Она взволнованно коснулась своих распущенных, пышных, украшенных и сдерживаемых только узкой белой лентою волос, но уж об этом-то князь Федор, слава богу, догадался позаботиться! Ругая себя за забывчивость, он проворно выхватил из-за пазухи свиток лионского кружева и развернул его. Маша тихо ахнула, всплеснула руками, не решаясь прикоснуться к этой изумительной красоте, и князь Федор залюбовался вместе с нею, ибо кружево было легким, как вздох, прозрачным, как туман, оно серебрилось, как снежные искры, и, чудилось, было соткано из света звезд, окаймлено нитью лунного сияния.

Но настала пора идти. Князь Федор выглянул за дверь, и тут же перед ним из тьмы, как чертик из преисподней, возник Савка. Он явился так внезапно, что князь даже отшатнулся испуганно, однако тут же был отмщен: при виде Марии, невесомо выплывшей из комнаты, Савка разинул враз глаза и рот и несколько раз торопливо перекрестился, как если бы увидел призрак. Не то от страха, не то из великого почтения он повалился на колени и припал лбом к полу, а Маша об руку с женихом поплыла по коридору, чуть касаясь пола. Однако страх Савки кое-что подсказал князю Федору. Не ровен час, откроет глаза кто-то из спящих охранников… дай бог ему тут же испустить дух от ужа-са, ну а если попадется не из пугливых? Похоже, Савка подумал о том же, потому что, очнувшись, сунул барину в руки тяжелый плащ (наверное, это и было содержимое таинственного Савкина узла, подумал князь Федор), под которым тот с величайшим сожалением скрыл сияющую красоту невестина платья.

Теперь можно было двигаться без опаски.

Они сделали несколько шагов по длинному темному коридору, как вдруг Маша запнулась перед какой-то дверью, замерла в нерешительности, словно ее неудержимо тянуло эту дверь отворить и туда войти. Золотая нить света тускло мерцала внизу, слышался тихий, ласковый женский голос, словно бы успокаивающий кого-то… Неведомо как Федор почуял, почему Маша остановилась здесь. Конечно, это покои ее отца и матери; голос, который они слышат, принадлежит Дарье Михайловне, утешающей недужного Александра Данилыча…

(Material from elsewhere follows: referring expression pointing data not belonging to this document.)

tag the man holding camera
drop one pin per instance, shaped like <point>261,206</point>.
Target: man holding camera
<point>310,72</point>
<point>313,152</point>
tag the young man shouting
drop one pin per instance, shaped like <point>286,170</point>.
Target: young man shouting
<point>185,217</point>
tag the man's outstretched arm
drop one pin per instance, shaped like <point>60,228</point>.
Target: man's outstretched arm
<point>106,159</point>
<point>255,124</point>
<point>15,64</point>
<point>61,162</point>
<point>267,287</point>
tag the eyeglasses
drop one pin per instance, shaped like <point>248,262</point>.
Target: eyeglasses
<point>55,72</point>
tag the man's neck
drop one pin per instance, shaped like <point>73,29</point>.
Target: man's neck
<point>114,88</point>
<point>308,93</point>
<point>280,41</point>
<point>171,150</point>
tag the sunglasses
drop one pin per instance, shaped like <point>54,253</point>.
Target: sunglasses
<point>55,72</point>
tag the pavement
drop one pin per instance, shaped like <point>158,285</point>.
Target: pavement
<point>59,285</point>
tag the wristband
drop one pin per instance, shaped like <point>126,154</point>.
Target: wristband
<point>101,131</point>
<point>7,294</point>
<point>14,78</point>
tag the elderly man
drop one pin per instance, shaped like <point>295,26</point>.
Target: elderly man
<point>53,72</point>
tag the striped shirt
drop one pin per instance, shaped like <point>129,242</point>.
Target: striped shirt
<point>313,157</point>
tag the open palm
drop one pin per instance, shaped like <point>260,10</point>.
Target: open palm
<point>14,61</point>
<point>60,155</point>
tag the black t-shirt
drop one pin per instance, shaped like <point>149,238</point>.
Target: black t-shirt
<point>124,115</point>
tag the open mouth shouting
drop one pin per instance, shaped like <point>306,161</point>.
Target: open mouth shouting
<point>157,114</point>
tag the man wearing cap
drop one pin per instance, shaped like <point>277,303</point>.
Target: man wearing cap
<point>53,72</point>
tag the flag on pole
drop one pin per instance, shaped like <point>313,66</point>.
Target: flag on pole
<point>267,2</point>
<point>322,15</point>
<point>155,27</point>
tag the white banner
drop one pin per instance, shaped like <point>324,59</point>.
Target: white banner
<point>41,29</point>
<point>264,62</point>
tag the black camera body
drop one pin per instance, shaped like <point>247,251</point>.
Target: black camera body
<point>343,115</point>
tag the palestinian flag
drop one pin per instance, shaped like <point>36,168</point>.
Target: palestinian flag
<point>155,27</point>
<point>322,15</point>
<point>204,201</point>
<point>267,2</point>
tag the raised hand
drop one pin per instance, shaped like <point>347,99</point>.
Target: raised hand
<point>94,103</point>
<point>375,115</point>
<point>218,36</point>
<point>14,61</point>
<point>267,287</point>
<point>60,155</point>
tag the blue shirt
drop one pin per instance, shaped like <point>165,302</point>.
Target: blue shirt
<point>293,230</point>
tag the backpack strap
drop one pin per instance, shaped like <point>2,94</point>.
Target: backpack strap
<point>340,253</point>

Сердце князя Федора вновь облилось кровью. Если бы Маша сделала шаг, пожелала войти, открыться родителям, чтобы услышать их благословение или проклятие – бог весть! – он ни жестом, ни словом не посмел бы воспрепятствовать ей, хотя сие наверняка грозило бы провалом всего их тайного замысла.

Маша повернула голову – в темноте чуть блеснули ее глаза. Князь Федор тихонько стиснул ее пальцы, давая понять: делай как знаешь, а я с тобою. Чуть слышно вздохнув, Маша быстро перекрестилась, низко поклонилась родительской двери, словно моля о прощении, – и они продолжили путь, растворившись во тьме, и беспрепятственно достигли часовни.

* * *

Князь Федор Долгоруков едва помнил отца, а матушку свою и вовсе никогда не видел: она умерла при родах. Он вырос в чужом доме, где о нем заботились и даже, пожалуй, любили, но ощущение, что он один в жизни, не оставляло его никогда. Не одиночество, нет, – он ведь был всегда на людях и слишком занят, чтобы считать себя одиноким, то есть покинутым, никому не нужным. Он просто знал: я в жизни один, ибо нет на Земле существа, для которого я воплощал бы собою вселенную – и которое стало бы вселенной для меня.

И вот все изменилось. Это было неведомое, пьянящее, почти пугающее ощущение! Голова его кружилась, в ушах шумело. Чудилось, вокруг незримо собрались люди, которые глядят на него не то испытующе, не то сочувственно, но непременно – с любовью. Сначала он испугался этого странного ощущения, но постепенно привык. Ведь так оно и было бы, когда б они с Ма-шею венчались открыто. Собрались бы многочисленные гости, смотрели, вздыхали, переговаривались, завидовали, желали счастья…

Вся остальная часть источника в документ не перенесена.